What actually protects your nerves
It is worth ending where the evidence is strongest, because it is also the least-marketed. Keeping blood sugar in a healthy range is the one intervention repeatedly shown to slow the progression of diabetic neuropathy. Add to that: managing blood pressure, not smoking, moving regularly, and inspecting and caring for your feet daily so small problems are caught early. For pain that needs treating, your doctor has medications with real evidence behind them. Supplements can be a small, optional layer on top of that foundation — never a replacement for it. [8]

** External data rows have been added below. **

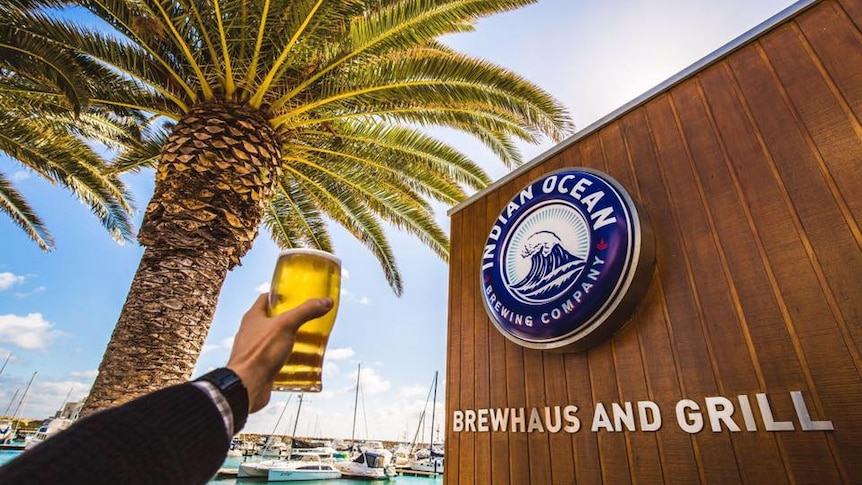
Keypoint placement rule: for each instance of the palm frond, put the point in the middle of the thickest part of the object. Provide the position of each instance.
(16, 207)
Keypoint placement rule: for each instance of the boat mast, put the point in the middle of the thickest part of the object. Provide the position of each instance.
(274, 428)
(5, 362)
(296, 421)
(20, 403)
(6, 412)
(433, 408)
(355, 407)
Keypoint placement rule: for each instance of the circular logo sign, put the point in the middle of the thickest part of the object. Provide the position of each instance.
(566, 261)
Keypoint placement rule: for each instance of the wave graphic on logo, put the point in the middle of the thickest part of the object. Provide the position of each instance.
(552, 267)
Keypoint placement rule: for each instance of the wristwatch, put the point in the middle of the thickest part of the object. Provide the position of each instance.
(233, 390)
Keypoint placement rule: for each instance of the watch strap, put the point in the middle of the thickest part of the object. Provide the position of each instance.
(231, 387)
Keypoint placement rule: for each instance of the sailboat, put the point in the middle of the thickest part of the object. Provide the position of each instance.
(367, 462)
(430, 462)
(261, 468)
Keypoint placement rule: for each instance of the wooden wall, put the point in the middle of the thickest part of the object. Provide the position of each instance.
(751, 172)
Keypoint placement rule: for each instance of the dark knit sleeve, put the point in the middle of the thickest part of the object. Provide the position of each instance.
(172, 436)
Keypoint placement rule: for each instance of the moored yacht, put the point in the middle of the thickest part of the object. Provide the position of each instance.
(373, 464)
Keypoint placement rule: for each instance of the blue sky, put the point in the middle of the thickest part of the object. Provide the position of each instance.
(57, 310)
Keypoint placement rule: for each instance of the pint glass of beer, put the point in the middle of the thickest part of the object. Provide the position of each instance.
(301, 274)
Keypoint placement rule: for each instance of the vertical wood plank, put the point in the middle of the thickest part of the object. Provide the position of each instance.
(631, 383)
(613, 446)
(714, 450)
(772, 222)
(453, 353)
(480, 328)
(826, 172)
(798, 270)
(467, 467)
(500, 454)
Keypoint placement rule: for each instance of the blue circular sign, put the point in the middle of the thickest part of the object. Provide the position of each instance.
(566, 261)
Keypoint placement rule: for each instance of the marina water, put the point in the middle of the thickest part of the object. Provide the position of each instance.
(233, 462)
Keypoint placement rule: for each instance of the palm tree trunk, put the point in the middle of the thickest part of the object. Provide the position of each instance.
(214, 178)
(163, 324)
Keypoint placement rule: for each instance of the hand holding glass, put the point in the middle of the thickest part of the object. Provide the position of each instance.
(301, 274)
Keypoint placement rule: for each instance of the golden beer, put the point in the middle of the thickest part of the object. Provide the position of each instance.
(301, 274)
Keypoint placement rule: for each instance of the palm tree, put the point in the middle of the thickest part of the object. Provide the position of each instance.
(45, 116)
(286, 114)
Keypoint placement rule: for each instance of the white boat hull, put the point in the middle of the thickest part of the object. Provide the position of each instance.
(303, 473)
(427, 465)
(256, 469)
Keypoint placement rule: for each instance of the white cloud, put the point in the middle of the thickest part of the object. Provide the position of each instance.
(413, 391)
(8, 279)
(340, 354)
(330, 369)
(28, 332)
(86, 374)
(349, 297)
(372, 383)
(34, 291)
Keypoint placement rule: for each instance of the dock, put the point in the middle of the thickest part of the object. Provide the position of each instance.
(417, 473)
(227, 472)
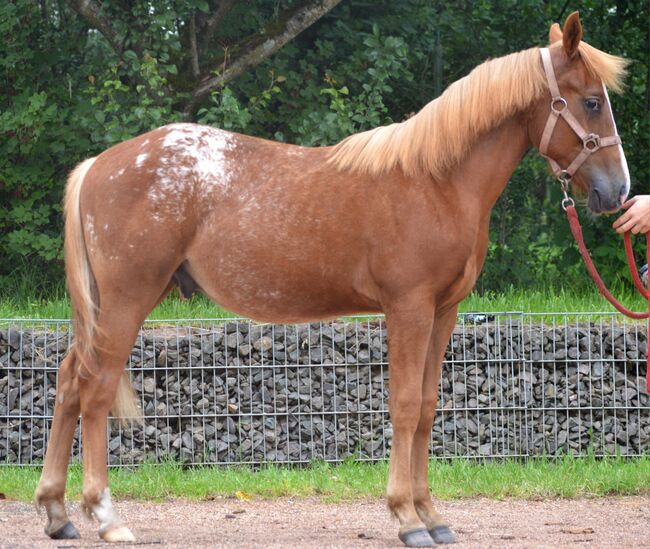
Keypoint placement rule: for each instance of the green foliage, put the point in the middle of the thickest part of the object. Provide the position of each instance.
(566, 477)
(66, 94)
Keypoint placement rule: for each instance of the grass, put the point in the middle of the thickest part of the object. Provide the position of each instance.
(21, 305)
(534, 479)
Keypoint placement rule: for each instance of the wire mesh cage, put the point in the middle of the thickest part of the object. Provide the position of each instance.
(233, 391)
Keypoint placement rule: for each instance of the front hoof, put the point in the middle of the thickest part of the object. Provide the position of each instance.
(416, 538)
(67, 531)
(116, 534)
(442, 534)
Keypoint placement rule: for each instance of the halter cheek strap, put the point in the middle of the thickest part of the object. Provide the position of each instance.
(591, 142)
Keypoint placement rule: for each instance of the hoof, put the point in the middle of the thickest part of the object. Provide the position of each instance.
(416, 538)
(116, 534)
(442, 534)
(67, 531)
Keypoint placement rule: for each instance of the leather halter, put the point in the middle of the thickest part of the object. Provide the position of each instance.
(591, 142)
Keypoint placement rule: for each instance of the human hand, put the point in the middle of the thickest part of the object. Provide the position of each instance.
(637, 216)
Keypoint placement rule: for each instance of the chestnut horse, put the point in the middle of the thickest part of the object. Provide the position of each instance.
(391, 220)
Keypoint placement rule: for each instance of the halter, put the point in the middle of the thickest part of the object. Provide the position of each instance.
(591, 142)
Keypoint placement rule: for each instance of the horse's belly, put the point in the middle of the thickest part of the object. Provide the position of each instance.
(267, 285)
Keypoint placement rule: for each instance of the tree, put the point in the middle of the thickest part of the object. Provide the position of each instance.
(202, 63)
(72, 85)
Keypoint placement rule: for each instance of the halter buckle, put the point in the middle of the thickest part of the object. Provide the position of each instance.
(561, 101)
(564, 177)
(591, 142)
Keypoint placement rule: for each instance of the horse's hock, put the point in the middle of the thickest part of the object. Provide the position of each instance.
(233, 391)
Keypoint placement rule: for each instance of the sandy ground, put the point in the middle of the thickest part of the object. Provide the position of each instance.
(602, 522)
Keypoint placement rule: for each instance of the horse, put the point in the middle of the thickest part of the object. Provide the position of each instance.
(393, 220)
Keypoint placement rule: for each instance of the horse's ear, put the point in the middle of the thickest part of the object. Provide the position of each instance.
(554, 33)
(572, 34)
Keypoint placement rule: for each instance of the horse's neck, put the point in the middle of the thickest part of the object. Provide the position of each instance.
(483, 176)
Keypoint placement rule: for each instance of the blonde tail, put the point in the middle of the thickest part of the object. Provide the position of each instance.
(81, 285)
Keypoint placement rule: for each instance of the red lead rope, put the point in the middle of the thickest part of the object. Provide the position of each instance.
(576, 229)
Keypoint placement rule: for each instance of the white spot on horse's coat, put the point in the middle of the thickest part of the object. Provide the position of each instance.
(621, 154)
(103, 510)
(192, 160)
(90, 228)
(139, 160)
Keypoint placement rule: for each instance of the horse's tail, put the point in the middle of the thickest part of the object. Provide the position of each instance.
(83, 292)
(81, 282)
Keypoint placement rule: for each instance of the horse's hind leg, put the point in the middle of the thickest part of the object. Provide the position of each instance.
(51, 488)
(442, 328)
(117, 327)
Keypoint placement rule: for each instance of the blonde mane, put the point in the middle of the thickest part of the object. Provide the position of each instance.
(440, 135)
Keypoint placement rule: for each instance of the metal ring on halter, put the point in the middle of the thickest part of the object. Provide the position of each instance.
(591, 142)
(558, 100)
(567, 201)
(564, 177)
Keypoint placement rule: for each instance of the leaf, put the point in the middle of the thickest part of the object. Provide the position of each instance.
(202, 5)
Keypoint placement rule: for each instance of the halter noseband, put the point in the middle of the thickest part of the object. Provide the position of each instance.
(591, 142)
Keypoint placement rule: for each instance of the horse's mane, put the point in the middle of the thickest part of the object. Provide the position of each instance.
(439, 136)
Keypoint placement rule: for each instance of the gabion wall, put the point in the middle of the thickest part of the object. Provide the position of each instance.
(238, 392)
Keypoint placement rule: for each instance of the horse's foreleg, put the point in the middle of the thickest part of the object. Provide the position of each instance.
(409, 328)
(442, 328)
(51, 488)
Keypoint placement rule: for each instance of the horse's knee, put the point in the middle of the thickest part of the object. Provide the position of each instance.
(405, 413)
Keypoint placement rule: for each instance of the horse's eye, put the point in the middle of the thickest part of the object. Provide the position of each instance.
(592, 104)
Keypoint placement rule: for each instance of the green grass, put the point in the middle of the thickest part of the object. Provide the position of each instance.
(537, 478)
(19, 304)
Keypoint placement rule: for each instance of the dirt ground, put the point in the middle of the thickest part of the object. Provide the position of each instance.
(602, 522)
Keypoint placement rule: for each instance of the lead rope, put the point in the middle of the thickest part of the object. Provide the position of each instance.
(576, 229)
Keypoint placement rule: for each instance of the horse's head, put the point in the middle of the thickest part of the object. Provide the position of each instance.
(573, 123)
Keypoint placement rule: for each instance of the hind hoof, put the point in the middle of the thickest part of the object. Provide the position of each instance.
(442, 534)
(416, 538)
(117, 534)
(67, 531)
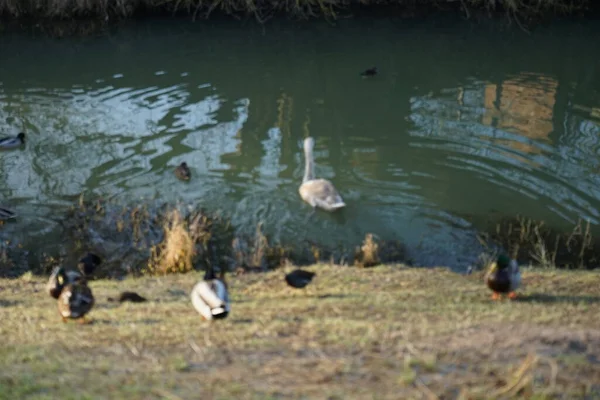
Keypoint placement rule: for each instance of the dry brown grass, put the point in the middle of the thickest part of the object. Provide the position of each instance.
(177, 250)
(262, 10)
(388, 332)
(368, 254)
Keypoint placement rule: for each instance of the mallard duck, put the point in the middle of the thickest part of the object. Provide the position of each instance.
(317, 192)
(12, 142)
(88, 263)
(128, 296)
(299, 278)
(369, 72)
(210, 296)
(5, 213)
(183, 172)
(503, 276)
(60, 278)
(75, 301)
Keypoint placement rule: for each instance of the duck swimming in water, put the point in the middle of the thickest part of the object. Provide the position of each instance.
(210, 297)
(5, 213)
(183, 172)
(503, 277)
(369, 72)
(317, 192)
(12, 142)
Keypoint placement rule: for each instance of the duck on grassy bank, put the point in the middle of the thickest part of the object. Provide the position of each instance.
(503, 277)
(75, 301)
(299, 278)
(210, 296)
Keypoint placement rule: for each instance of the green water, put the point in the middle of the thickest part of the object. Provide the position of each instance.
(464, 121)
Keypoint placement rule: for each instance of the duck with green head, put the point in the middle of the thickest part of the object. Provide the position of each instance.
(503, 277)
(75, 301)
(60, 278)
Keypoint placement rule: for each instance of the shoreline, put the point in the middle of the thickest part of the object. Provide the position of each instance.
(159, 238)
(390, 330)
(98, 12)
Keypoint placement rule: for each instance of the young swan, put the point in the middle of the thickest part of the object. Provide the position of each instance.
(210, 297)
(317, 192)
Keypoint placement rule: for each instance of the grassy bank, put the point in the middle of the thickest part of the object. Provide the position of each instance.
(383, 332)
(263, 9)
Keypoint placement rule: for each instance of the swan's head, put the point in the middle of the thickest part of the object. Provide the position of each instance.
(309, 143)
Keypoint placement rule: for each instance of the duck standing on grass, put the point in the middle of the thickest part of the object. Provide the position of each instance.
(317, 192)
(88, 263)
(503, 276)
(183, 172)
(299, 278)
(61, 278)
(75, 301)
(210, 297)
(12, 142)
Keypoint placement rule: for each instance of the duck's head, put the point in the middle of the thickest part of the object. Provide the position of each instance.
(309, 143)
(503, 261)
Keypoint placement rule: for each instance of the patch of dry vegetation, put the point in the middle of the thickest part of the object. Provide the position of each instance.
(533, 242)
(262, 10)
(390, 332)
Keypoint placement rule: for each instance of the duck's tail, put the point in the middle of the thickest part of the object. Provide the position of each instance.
(5, 213)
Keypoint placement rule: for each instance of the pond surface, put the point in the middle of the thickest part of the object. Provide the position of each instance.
(465, 121)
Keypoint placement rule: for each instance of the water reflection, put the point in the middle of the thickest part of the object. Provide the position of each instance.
(411, 150)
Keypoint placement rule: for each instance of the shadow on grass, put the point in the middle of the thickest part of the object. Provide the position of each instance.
(548, 298)
(9, 303)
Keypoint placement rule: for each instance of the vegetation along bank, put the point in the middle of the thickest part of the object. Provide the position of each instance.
(264, 9)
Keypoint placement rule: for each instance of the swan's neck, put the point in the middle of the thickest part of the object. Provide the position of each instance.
(308, 165)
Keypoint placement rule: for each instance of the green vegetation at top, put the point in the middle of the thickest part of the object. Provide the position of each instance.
(264, 9)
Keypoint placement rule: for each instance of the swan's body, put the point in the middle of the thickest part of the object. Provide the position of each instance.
(317, 192)
(12, 142)
(210, 297)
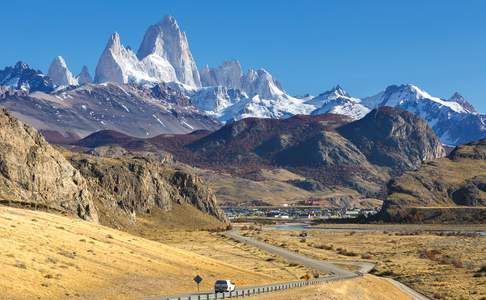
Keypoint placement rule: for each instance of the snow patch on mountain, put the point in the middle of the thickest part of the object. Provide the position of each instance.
(167, 42)
(22, 77)
(60, 74)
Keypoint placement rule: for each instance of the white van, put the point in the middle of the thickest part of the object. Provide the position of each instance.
(223, 286)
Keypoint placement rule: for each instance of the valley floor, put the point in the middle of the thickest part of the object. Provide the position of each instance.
(368, 287)
(440, 265)
(47, 256)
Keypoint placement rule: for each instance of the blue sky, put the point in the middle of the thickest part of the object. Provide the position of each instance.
(308, 45)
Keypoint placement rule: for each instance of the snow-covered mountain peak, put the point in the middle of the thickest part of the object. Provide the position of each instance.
(60, 74)
(458, 98)
(260, 82)
(331, 95)
(166, 40)
(22, 77)
(84, 76)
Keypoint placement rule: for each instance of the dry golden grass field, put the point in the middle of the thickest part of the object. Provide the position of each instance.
(47, 256)
(368, 287)
(441, 266)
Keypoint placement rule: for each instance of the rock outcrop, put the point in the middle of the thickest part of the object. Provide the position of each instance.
(127, 186)
(34, 174)
(120, 64)
(167, 41)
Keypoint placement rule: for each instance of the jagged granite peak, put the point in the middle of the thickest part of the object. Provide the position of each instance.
(228, 75)
(394, 138)
(166, 40)
(34, 174)
(60, 74)
(338, 101)
(452, 120)
(141, 111)
(84, 76)
(120, 64)
(24, 78)
(260, 82)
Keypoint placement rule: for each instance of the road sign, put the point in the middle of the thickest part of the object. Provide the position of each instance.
(197, 280)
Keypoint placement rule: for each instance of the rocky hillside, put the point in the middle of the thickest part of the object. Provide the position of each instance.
(395, 139)
(135, 110)
(443, 185)
(34, 174)
(112, 186)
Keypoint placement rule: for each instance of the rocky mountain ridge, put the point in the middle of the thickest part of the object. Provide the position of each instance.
(112, 190)
(228, 93)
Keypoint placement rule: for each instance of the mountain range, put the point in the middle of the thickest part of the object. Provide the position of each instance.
(329, 152)
(139, 88)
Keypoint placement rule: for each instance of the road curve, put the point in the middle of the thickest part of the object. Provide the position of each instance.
(335, 273)
(291, 256)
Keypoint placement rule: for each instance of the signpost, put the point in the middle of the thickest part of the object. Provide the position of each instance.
(197, 280)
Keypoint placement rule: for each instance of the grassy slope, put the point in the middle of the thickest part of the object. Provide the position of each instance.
(444, 171)
(450, 273)
(274, 189)
(46, 256)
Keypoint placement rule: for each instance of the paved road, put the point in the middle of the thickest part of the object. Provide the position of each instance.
(291, 256)
(335, 273)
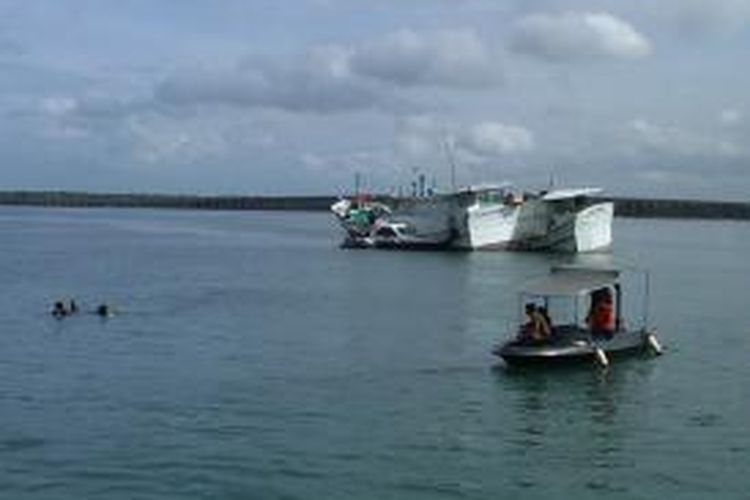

When to speak with a doctor
This page is educational and is not medical advice. Please speak with a healthcare provider before starting any supplement, and promptly if you have new or worsening nerve symptoms, any foot wound or infection, or sudden weakness. If you are on metformin and have neuropathy symptoms, asking for a vitamin B12 test is a reasonable, concrete first step. None of the information on this site is intended to diagnose, treat, cure, or prevent any disease.
References
- Sepassi A, Wang J, et al. Associations between long-term metformin use, the risk of vitamin B12 deficiency, and neuropathy: An All of Us Research Program study. Diabetes Research and Clinical Practice, 2025.
- American Diabetes Association Professional Practice Committee. Standards of Care in Diabetes — 2024. Diabetes Care, 2024; 47 (Supplement 1).
- Mijnhout GS, Kollen BJ, Alkhalaf A, Kleefstra N, Bilo HJG. Alpha Lipoic Acid for Symptomatic Peripheral Neuropathy in Patients with Diabetes: A Meta-Analysis of Randomized Controlled Trials. International Journal of Endocrinology, 2012; 2012: 456279.
- Ziegler D, Low PA, Litchy WJ, et al. Efficacy and safety of antioxidant treatment with α-lipoic acid over 4 years in diabetic polyneuropathy: the NATHAN 1 trial. Diabetes Care, 2011; 34(9): 2054–2060.
- Sima AAF, Calvani M, Mehra M, Amato A. Acetyl-L-carnitine improves pain, nerve regeneration, and vibratory perception in patients with chronic diabetic neuropathy: an analysis of two randomized placebo-controlled trials. Diabetes Care, 2005; 28(1): 89–94.
- Rolim LCSP, da Silva EMK, Flumignan RLG, Abreu MM, Dib SA. Acetyl-L-carnitine for the treatment of diabetic peripheral neuropathy. Cochrane Database of Systematic Reviews, 2019; 6: CD011265.
- Stracke H, Gaus W, Achenbach U, Federlin K, Bretzel RG. Benfotiamine in diabetic polyneuropathy (BENDIP): a randomised, double-blind, placebo-controlled clinical study. Experimental and Clinical Endocrinology & Diabetes, 2008; 116(10): 600–605.
- Pop-Busui R, Boulton AJM, Feldman EL, et al. Diabetic Neuropathy: A Position Statement by the American Diabetes Association. Diabetes Care, 2017; 40(1): 136–154.